Een vrijer debat en meer vertegenwoordiging
Met enkele andere grieven kwam de rechtbank wel tot concrete resultaten. Zo moeten ongehuwde homo- en lesbische paren voortaan samen een kind kunnen adopteren. Dit is nu verboden, terwijl alleenstaande homoseksuelen en ongehuwde heteroseksuelen dit wel mogen doen. Advocaat Karuna Nundy hoorde bevestiging dat transgenderpartners in een heteroseksuele relatie kunnen trouwen. Ze put ook hoop uit de instructies die Chandrachud aan de regering gaf voor de bescherming en non-discriminatie van alle LGBTI-personen. Ze zei “We kunnen alleen maar hopen” dat de regeringscommissie dit gaat monitoren.
Lees ook
Hoe India de sodomiewet afschafte
Onder de activisten en indieners die zich dinsdagochtend uren vóór dinsdagochtend hadden verzameld in het gebouw van het Hooggerechtshof in de hoofdstad, grote teleurstelling. Onder hen de advocaten Menaka Guruswamy en Arundhati Katju, bekende pleitbezorgers van de LHBTI-gemeenschap. De uitspraak van dinsdag kwam bijna precies vijf jaar na de laatste grote emancipatiemaatregel voor de Indiase homogemeenschap. In 2018 schafte de Hoge Raad de sodomiewet af: tot dan toe was homoseksualiteit strafbaar met een gevangenisstraf van tien jaar. Guruswamy en Katju waren ook drijvende krachten in de strijd voor verandering.
Sinds de afschaffing ervan is er sprake geweest van een vrijer debat en meer vertegenwoordiging in de media voor LHBTI-personages en boegbeelden.
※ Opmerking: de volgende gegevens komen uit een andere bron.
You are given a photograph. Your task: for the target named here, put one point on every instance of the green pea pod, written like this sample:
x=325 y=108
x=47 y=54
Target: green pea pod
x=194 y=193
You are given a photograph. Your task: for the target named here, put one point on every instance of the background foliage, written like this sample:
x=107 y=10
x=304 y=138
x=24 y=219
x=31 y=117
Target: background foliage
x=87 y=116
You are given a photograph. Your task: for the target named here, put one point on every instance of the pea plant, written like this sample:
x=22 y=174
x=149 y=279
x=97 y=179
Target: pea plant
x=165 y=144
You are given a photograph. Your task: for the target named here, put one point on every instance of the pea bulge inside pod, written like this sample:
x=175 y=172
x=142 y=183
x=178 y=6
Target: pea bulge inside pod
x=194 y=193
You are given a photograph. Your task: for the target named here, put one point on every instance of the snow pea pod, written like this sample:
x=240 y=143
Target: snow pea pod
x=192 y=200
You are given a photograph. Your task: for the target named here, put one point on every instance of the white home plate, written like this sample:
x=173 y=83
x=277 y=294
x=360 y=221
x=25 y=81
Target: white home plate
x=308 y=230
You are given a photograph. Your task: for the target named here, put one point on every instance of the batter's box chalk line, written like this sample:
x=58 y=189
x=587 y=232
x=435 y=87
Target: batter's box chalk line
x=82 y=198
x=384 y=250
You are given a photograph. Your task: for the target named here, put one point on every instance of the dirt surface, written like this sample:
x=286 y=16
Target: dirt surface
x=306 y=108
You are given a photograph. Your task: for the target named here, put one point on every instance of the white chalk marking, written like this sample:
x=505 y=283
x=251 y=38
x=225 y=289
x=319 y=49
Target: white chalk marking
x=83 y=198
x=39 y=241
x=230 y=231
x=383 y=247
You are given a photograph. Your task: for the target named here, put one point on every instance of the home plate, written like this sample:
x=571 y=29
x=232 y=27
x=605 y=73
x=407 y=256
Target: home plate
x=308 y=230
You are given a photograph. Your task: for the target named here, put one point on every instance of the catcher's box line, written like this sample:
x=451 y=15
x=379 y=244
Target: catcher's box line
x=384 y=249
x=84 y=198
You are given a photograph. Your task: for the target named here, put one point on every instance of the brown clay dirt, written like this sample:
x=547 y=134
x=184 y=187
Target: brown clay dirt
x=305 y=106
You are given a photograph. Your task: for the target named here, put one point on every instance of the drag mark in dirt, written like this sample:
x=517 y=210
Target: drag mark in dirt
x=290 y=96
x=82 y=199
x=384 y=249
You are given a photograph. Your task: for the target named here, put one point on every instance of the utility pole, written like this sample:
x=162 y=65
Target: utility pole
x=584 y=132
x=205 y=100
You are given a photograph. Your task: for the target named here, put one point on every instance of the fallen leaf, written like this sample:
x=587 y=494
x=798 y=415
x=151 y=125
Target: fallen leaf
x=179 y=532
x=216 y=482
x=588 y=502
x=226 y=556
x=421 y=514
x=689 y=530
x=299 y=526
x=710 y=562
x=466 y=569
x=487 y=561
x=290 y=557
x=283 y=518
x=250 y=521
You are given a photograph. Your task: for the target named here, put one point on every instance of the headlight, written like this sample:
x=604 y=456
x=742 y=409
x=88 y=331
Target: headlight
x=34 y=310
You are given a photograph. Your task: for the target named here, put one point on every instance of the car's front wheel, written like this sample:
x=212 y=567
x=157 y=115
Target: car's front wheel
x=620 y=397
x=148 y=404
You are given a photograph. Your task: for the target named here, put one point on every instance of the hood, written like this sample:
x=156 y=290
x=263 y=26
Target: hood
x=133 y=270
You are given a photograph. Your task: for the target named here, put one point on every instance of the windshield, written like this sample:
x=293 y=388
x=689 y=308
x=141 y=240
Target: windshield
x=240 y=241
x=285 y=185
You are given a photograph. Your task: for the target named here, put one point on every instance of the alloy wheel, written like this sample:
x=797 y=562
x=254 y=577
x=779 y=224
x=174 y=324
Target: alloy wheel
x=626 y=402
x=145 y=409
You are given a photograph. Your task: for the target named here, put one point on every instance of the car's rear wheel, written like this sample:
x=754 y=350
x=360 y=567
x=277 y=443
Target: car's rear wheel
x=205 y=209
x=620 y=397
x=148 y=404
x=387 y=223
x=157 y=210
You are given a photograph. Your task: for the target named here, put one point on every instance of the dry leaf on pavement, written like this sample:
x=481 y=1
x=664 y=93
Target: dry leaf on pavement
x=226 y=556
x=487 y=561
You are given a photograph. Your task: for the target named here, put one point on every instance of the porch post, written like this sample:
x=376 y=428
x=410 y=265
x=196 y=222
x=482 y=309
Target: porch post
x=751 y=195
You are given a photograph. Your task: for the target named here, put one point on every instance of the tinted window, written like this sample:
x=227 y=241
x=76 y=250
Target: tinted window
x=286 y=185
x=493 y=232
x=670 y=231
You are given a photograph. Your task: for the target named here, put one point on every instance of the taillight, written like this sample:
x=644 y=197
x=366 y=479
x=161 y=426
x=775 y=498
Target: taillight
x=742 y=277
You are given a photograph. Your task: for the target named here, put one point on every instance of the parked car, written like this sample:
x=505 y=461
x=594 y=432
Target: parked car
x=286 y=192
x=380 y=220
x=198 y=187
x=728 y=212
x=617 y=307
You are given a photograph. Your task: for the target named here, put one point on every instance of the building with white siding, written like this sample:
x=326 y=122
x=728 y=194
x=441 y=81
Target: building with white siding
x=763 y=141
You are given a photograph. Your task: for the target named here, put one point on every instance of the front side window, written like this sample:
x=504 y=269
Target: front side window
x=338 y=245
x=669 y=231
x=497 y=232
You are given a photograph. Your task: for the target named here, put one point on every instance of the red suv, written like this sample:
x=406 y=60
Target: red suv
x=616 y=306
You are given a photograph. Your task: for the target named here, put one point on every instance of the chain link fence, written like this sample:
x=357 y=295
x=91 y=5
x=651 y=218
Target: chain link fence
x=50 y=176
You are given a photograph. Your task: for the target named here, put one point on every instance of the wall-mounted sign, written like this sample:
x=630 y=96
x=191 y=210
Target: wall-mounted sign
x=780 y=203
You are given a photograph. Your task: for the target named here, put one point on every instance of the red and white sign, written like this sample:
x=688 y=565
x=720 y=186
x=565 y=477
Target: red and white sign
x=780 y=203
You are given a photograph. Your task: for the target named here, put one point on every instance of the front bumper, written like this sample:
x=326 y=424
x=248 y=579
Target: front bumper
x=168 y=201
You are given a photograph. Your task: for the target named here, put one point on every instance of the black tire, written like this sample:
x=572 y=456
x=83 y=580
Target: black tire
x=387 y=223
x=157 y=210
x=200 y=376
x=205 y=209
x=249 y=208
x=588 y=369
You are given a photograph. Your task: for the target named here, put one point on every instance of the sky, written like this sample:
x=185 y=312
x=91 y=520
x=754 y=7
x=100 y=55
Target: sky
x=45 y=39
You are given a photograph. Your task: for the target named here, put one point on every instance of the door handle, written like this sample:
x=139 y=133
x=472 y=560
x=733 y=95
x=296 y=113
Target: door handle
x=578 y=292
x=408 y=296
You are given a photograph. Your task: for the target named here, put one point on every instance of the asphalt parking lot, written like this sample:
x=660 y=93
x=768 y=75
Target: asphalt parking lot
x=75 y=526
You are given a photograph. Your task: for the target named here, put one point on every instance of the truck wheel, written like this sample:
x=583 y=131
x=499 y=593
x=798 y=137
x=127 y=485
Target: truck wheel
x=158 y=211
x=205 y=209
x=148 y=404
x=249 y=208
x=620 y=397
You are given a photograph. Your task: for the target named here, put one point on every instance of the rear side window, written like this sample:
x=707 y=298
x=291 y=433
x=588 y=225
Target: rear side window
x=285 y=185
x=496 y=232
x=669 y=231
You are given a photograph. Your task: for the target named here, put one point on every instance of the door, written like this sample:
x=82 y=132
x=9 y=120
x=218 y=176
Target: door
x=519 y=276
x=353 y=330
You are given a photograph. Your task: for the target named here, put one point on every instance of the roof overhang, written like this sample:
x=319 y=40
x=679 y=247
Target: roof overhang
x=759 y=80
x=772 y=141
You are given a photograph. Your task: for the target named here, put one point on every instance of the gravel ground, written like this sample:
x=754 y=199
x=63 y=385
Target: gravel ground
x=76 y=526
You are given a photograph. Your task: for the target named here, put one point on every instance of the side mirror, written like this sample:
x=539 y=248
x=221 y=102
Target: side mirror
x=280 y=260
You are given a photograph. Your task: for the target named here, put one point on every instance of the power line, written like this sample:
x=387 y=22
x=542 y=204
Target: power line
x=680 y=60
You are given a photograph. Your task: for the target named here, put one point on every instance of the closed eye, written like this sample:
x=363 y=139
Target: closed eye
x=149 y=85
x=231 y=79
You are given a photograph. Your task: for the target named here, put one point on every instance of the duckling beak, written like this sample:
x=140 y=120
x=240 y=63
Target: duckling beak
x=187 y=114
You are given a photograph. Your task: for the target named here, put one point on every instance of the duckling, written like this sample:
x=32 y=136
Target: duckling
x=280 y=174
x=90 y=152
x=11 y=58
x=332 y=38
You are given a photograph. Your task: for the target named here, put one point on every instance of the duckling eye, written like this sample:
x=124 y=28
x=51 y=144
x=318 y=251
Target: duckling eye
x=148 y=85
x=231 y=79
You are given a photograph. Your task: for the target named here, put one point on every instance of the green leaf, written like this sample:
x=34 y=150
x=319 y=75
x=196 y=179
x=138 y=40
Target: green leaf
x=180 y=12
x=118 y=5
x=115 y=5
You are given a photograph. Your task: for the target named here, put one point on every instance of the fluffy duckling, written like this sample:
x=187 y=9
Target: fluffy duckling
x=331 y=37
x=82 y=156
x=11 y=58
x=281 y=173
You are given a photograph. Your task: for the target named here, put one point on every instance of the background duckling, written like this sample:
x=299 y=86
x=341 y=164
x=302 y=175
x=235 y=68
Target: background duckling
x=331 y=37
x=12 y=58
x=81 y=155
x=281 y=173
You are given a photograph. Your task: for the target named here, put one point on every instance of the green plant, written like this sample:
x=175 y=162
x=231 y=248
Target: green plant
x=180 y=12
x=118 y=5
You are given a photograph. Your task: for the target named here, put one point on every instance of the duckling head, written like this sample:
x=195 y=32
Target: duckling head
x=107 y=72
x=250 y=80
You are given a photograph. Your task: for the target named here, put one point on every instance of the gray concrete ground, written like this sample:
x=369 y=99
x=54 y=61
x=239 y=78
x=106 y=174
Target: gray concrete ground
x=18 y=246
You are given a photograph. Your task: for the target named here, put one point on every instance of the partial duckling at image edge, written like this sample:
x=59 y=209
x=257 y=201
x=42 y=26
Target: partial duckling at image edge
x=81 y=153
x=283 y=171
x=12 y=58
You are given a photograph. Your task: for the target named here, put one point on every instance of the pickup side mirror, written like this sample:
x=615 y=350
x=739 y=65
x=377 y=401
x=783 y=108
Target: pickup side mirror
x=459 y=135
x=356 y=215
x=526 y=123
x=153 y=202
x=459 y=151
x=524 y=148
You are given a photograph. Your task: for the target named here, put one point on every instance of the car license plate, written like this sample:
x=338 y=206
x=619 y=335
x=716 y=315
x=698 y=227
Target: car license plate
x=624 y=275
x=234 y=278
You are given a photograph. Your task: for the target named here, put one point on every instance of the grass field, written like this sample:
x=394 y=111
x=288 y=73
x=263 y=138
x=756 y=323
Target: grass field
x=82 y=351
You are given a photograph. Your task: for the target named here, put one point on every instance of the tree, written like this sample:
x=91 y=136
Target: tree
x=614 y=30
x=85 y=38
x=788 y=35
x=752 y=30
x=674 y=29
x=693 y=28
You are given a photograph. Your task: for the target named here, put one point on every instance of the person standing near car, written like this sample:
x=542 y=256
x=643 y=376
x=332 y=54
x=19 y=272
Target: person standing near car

Volgens voorstanders van het homohuwelijk zou dit tot nog meer acceptatie en veiligheid kunnen leiden. Getrouwde homo’s en lesbiennes zouden dan immers een relatie hebben die dichter bij de algemene norm ligt.
Ze vonden daarom enige bemoediging in de woorden van opperrechter Chandrachud: “Vreemdheid is niet alleen iets van de grote stad, of van de sociale en economische hogere klasse. Op het platteland wonen ook mensen met een andere oriëntatie. Ze noemen zichzelf misschien niet zo omdat ze niet bekend zijn met de Engelse terminologie van ‘queer’ of ‘gay’. Maar ze kunnen zich wel zo voelen.” Geen van de andere rechters heeft hier in zijn eigen verklaringen bezwaar tegen gemaakt.